Reader Comments

Post a new comment on this article

Different effects on reading scores in subgroups?

Posted by pspjxr on 14 Nov 2012 at 10:55 GMT

The results reported for reading scores show a statistically significant effect in favour of DHA for the subgroup with baseline reading score ≤20th centile. Within that subgroup the effect appears to be due mainly to the subgroup with baseline reading score ≤10th centile. In fact, calculations that can be made using the data provided in the text (and repeated in Figure 2 and Table 4) appear to show that for the subgroup comprising the ≤20% to >10th centile there was a negligible benefit of DHA, and that for the subgroup comprising ≤33% to >20th centile the effect was, if anything, in favour of placebo. (These calculations assume, among other things, equal or nearly equal numbers of active- and placebo-supplemented participants in these subgroups.)

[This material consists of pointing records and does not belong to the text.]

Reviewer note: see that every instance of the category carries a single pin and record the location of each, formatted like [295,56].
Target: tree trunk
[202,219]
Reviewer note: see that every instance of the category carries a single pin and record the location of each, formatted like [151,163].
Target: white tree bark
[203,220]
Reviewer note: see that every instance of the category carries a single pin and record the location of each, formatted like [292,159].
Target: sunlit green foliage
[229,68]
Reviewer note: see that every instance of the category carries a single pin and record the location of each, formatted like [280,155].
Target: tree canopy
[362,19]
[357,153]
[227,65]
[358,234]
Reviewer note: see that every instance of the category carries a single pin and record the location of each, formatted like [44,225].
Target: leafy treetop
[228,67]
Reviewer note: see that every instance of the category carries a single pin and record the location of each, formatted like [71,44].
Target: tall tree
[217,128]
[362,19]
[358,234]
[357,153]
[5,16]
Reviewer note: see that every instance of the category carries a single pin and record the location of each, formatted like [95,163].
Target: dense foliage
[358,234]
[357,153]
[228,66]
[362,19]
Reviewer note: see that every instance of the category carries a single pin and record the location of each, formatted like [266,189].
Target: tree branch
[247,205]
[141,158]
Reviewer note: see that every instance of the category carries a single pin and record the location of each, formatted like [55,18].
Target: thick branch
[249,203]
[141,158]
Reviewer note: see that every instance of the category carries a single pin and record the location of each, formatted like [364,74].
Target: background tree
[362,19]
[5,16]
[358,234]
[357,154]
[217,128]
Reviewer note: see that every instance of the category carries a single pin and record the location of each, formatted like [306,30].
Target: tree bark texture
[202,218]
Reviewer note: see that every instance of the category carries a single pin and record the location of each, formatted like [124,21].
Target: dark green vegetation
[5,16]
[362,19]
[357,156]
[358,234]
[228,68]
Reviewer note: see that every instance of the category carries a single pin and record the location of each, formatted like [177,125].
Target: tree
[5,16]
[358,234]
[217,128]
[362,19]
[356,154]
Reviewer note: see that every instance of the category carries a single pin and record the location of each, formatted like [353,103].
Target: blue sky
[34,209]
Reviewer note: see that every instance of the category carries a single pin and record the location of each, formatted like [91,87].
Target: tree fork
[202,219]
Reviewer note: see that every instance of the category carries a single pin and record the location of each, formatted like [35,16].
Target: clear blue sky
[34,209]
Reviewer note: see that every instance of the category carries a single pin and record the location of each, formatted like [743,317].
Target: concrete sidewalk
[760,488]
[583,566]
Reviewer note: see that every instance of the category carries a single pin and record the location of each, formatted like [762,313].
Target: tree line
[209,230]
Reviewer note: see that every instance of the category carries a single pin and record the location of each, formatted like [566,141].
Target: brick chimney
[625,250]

It would be helpful if the authors would provide the results to illustrate this interaction; that is, the mean change scores for the children in the ≤33% to >20th centile following active and placebo supplementation (total n=138) and the same for the children in the ≤20% to >10th centile (total n=119) and test whether these differ from the scores of the children in the ≤10th centile subgroup. Recent discussions highlight the importance of testing for an interaction to demonstrate differences between subgroups, even where subgroup analyses are pre-planned (Brookes et al, 2004).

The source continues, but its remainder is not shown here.